1. Open a new sketch. Use the Segment Tool to draw a small angle in the upper left corner, labeling the vertices something like this:

   
   Use the Selection Tool to select the three points that determine this angle. Select then in the order: outer point, vertex, other outer point (A, then B, then C). With these three points selected choose the Angle option from the Measure menu. You should see the size of the angle displayed. With the three points still selected, choose the Mark Angle option from the Transform menu. This establishes your selected angle as a candidate for a rotation.

2. As for the translation, construct a triangle and a quadrilateral that you can transform. Create a point somewhere on your sketch and label it O. Select this point and choose Mark Center from the Transform menu. Now we have set the center and the angel and we are ready to rotate!

3. Select all the vertices and sides of your triangle. Choose Rotate from the Transform menu. You should see a dialog box indicating that you are using the marked angle. This is good, Click on OK. While your transformed triangle is selected, change its color so that you can identify which one is the original. Repeat this process with the quadrilateral.

4. Use the Selection Tool to drag around the vertices of the original figures, changing their shapes an positions. Observe what happens to the corresponding transformed figures.

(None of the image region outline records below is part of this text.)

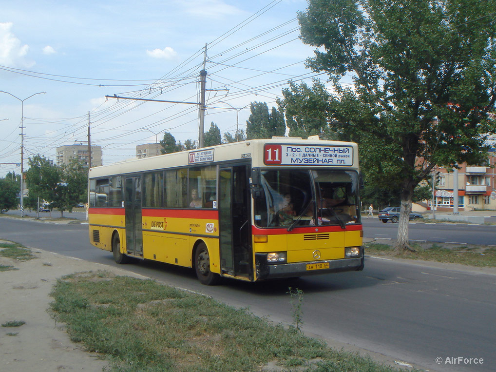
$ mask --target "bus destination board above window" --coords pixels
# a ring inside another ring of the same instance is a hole
[[[188,156],[188,164],[197,164],[199,163],[208,163],[214,161],[214,149],[200,150],[198,151],[191,151]]]
[[[353,148],[351,146],[267,144],[263,149],[266,165],[353,165]]]

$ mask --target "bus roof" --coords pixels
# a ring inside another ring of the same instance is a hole
[[[358,168],[358,146],[354,142],[320,140],[317,136],[313,136],[309,139],[302,139],[299,137],[274,137],[267,139],[251,139],[226,143],[95,167],[90,170],[89,178],[97,178],[195,165],[205,165],[229,161],[235,162],[249,160],[253,167],[270,166],[267,165],[266,161],[264,161],[264,146],[267,144],[273,144],[276,146],[279,145],[288,145],[288,148],[296,149],[318,149],[329,147],[347,149],[351,152],[348,156],[349,158],[351,157],[351,159],[344,167],[354,169]],[[301,146],[304,147],[302,148]],[[297,165],[298,164],[288,165],[283,164],[281,166],[293,166]],[[304,163],[301,165],[309,166],[308,163]],[[339,167],[339,165],[336,164],[331,165],[333,168]]]

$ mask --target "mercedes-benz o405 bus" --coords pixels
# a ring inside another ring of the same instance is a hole
[[[254,139],[92,168],[92,245],[200,281],[362,270],[357,145]]]

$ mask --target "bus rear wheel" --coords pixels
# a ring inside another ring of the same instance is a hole
[[[114,260],[120,265],[129,262],[129,257],[121,252],[121,240],[117,233],[112,237],[112,253],[114,253]]]
[[[205,243],[200,243],[194,253],[194,269],[200,283],[207,286],[216,284],[220,277],[210,271],[210,256]]]

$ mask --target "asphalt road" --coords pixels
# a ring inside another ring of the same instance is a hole
[[[367,238],[396,239],[397,223],[385,224],[377,217],[364,217],[362,223]],[[496,225],[410,222],[408,226],[408,236],[413,241],[496,246]]]
[[[87,225],[0,218],[0,238],[116,264],[110,252],[89,244]],[[361,272],[290,282],[225,280],[213,287],[200,284],[188,269],[142,261],[124,267],[286,323],[292,322],[288,287],[298,287],[304,293],[306,332],[430,371],[495,371],[496,275],[442,266],[368,257]],[[445,363],[446,358],[458,357],[483,358],[484,363]]]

5. Using yet another color, join each of the original vertices to its corresponding transformed vertex. The situation looks much different from what it did with the translation. These segments no longer have the same length or the same direction. As you move around the original vertices, what happens to the colored segments?

6. Make the sketch a little less colored by selecting sides and vertices of the quadrilateral and deleting them. You should see the images disappear as well, since they are dependent on the originals. Construct the perpendicular bisector for each of the segments you constructed in the previous step. What surprising fact do you discover. This is no accident!!

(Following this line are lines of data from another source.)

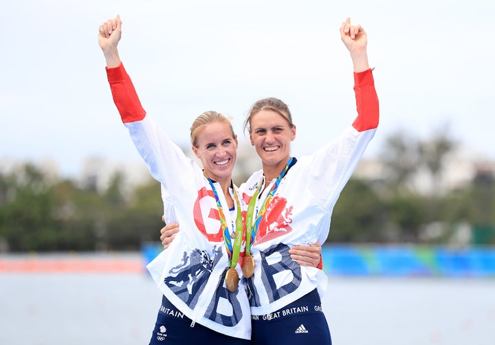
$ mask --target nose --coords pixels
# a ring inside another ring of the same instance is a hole
[[[266,134],[265,135],[265,142],[266,142],[267,144],[270,144],[273,142],[274,135],[273,133],[268,131]]]

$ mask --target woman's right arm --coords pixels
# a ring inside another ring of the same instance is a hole
[[[151,176],[164,187],[162,196],[168,199],[179,197],[195,176],[193,165],[182,150],[147,118],[119,56],[121,28],[122,21],[117,16],[100,26],[98,35],[113,102]]]

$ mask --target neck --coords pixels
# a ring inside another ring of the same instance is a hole
[[[265,175],[265,179],[267,183],[278,177],[278,175],[280,175],[280,172],[282,172],[282,170],[289,162],[289,159],[290,159],[290,157],[287,157],[286,159],[280,161],[274,166],[268,166],[264,163],[263,164],[263,174]]]

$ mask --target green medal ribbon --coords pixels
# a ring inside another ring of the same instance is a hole
[[[204,177],[208,180],[208,182],[210,182],[210,186],[211,186],[211,188],[213,190],[213,194],[214,194],[215,200],[217,201],[217,208],[218,209],[219,216],[220,217],[220,226],[223,234],[223,242],[225,243],[226,248],[227,249],[227,253],[228,254],[230,268],[235,268],[236,265],[237,265],[237,262],[239,261],[239,253],[241,252],[241,245],[242,245],[243,238],[243,223],[242,212],[241,210],[241,203],[239,201],[239,197],[237,197],[237,193],[236,192],[235,188],[232,188],[232,190],[234,191],[234,198],[235,199],[236,203],[237,204],[237,216],[236,216],[235,226],[236,236],[234,241],[234,245],[232,246],[232,237],[230,236],[230,233],[229,232],[229,227],[227,225],[227,221],[226,221],[225,214],[223,214],[223,208],[220,203],[220,199],[219,199],[218,193],[217,193],[217,190],[215,189],[213,184],[213,181],[212,181],[210,177],[206,176],[206,174],[205,174],[204,172],[203,172],[203,174],[204,175]]]
[[[246,255],[251,255],[251,245],[254,243],[254,238],[256,238],[256,232],[258,232],[258,227],[261,221],[261,219],[263,218],[263,214],[265,214],[267,207],[270,205],[270,203],[275,194],[277,188],[278,188],[278,185],[280,184],[280,181],[282,181],[282,179],[283,179],[284,176],[285,176],[289,168],[290,168],[292,164],[292,160],[293,158],[291,157],[290,159],[289,159],[289,162],[287,162],[285,168],[284,168],[280,174],[276,178],[276,180],[275,180],[275,183],[274,183],[272,186],[272,189],[270,189],[270,191],[268,192],[268,195],[267,195],[266,198],[265,198],[265,201],[263,201],[261,208],[258,212],[258,214],[256,214],[256,218],[254,224],[252,223],[252,219],[253,214],[254,213],[254,206],[256,205],[256,199],[258,198],[258,194],[259,194],[259,192],[261,190],[263,178],[261,179],[261,181],[260,181],[258,189],[256,189],[256,191],[253,194],[251,200],[250,200],[249,205],[248,205],[248,212],[246,212]]]

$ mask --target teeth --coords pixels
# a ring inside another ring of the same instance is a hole
[[[228,163],[228,159],[226,159],[226,160],[221,161],[221,162],[215,162],[215,164],[217,164],[217,166],[224,166],[227,163]]]

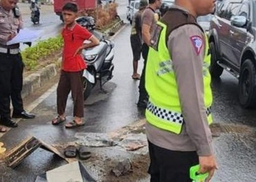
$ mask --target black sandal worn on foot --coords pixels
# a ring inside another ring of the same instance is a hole
[[[80,126],[83,126],[84,125],[84,122],[82,122],[80,123],[78,123],[76,122],[75,121],[73,120],[72,122],[69,122],[68,123],[68,124],[69,124],[70,126],[67,126],[66,125],[65,126],[66,128],[75,128],[79,127]]]
[[[68,158],[74,158],[76,156],[77,149],[73,145],[69,145],[64,150],[64,155]]]
[[[64,120],[61,119],[60,116],[58,116],[53,119],[52,120],[52,124],[53,125],[57,125],[58,124],[66,121],[66,118]]]

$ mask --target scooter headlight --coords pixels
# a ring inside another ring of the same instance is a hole
[[[98,54],[91,54],[89,55],[85,55],[84,58],[86,61],[91,62],[96,59],[98,56]]]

7. Use another color to draw the segments from one original triangle vertex, to the center of rotation and then from the center of rotation to the transform of this vertex. Measure the size of the angle you just created. How does it compare to the angle of rotation? Save this sketch with a name that will let you identify it as your rotation sketch

Reflections

1. Open a new sketch. Use the Line Tool to draw a line anywhere in the sketch. With this line selected, choose the Mark Mirror option from the Transform menu. You should see the selection points for the line flash. Now construct a triangle and select all its vertices and sides.

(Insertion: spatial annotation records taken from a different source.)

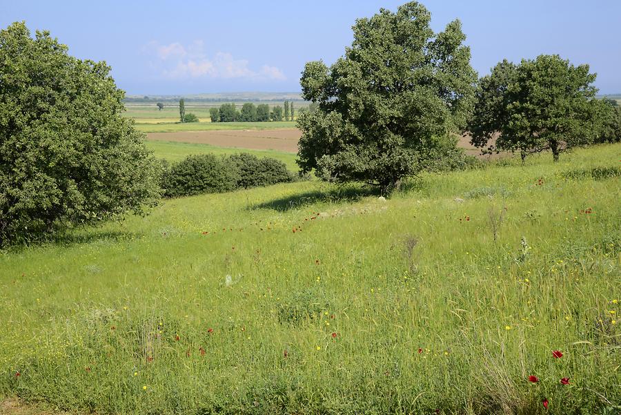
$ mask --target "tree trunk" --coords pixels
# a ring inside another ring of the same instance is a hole
[[[550,142],[550,149],[552,150],[552,157],[554,159],[554,162],[558,161],[558,155],[559,155],[559,148],[558,148],[558,142],[556,140],[553,140]]]

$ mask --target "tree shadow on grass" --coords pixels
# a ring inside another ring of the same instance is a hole
[[[317,202],[343,203],[357,202],[368,196],[379,196],[378,189],[362,186],[339,186],[329,190],[317,190],[270,200],[248,207],[249,209],[272,209],[286,212]]]
[[[28,240],[15,241],[13,244],[0,249],[0,251],[19,253],[31,248],[52,247],[70,247],[74,245],[100,243],[117,243],[123,240],[130,240],[138,236],[129,232],[107,231],[93,229],[77,229],[66,232],[59,232],[50,235],[31,238]]]

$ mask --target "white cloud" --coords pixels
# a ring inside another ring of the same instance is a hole
[[[171,57],[184,57],[187,55],[186,48],[181,44],[174,43],[167,46],[157,46],[157,57],[166,60]]]
[[[151,66],[165,78],[173,79],[212,78],[253,81],[283,81],[286,77],[275,66],[263,65],[258,70],[250,68],[246,59],[236,59],[230,53],[218,52],[208,57],[202,41],[184,46],[178,42],[159,45],[150,42],[146,50],[155,55]]]

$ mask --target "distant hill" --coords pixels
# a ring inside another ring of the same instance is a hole
[[[300,93],[217,93],[172,95],[127,95],[126,102],[177,102],[180,99],[197,102],[256,102],[259,101],[304,101]]]

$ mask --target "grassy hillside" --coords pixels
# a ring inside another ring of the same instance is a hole
[[[284,151],[275,151],[273,150],[253,150],[249,148],[230,148],[225,147],[217,147],[208,144],[198,144],[193,143],[179,143],[172,142],[146,141],[147,147],[153,151],[154,154],[159,158],[166,159],[169,162],[178,162],[188,155],[193,154],[216,154],[219,155],[229,155],[239,153],[250,153],[257,157],[270,157],[277,159],[287,165],[287,168],[293,172],[299,170],[295,164],[297,155],[293,153]]]
[[[616,144],[425,175],[387,201],[319,182],[167,200],[4,252],[0,397],[618,413],[620,160]]]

   With these objects still selected, choose the Reflect option from the Transform menu. As before, change the color of the image so that you can easily identify it.

2. Drag around the original vertices an see what happens to the image. What happens if the original triangle has vertices on both sides of the mirror?

3. Use a third color to draw the segments from the original vertices to their images. Do they all have the same length? Which ones are shorter? Is there a fixed point? Is there more than one fixed point?

4. Construct the perpendicular bisectors of each of these new segments. What surprising fact do you discover? Save this sketch using an appropriate name.

Solving Some Mysteries

1. Take a moment to collect the information you learned in the previous exercises and formulate a strategy for doing this.

2. Open the sketchpad sketch Mystery1.gsp and save it to your own floppy or the User Folder. This provides what appears to be a blank sketch, but it has a mystery transformation already defined and added to the menu. Create a point anywhere in the sketch. With this point selected, choose Mystery1 from the bottom of the Transform menu. You can repeat this for as many points or segments as you like.

3. Using any means you can devise, identify this isometry. I will tell you that it is either a translation, a rotation, or a reflection. You should be able to identify which of these it is, determine the defining properties, and check out your conclusions.

4. Similarly, identify the isometries Mystery2, Mystery3, and Mystery4 defined in the corresponding sketchpad sketches.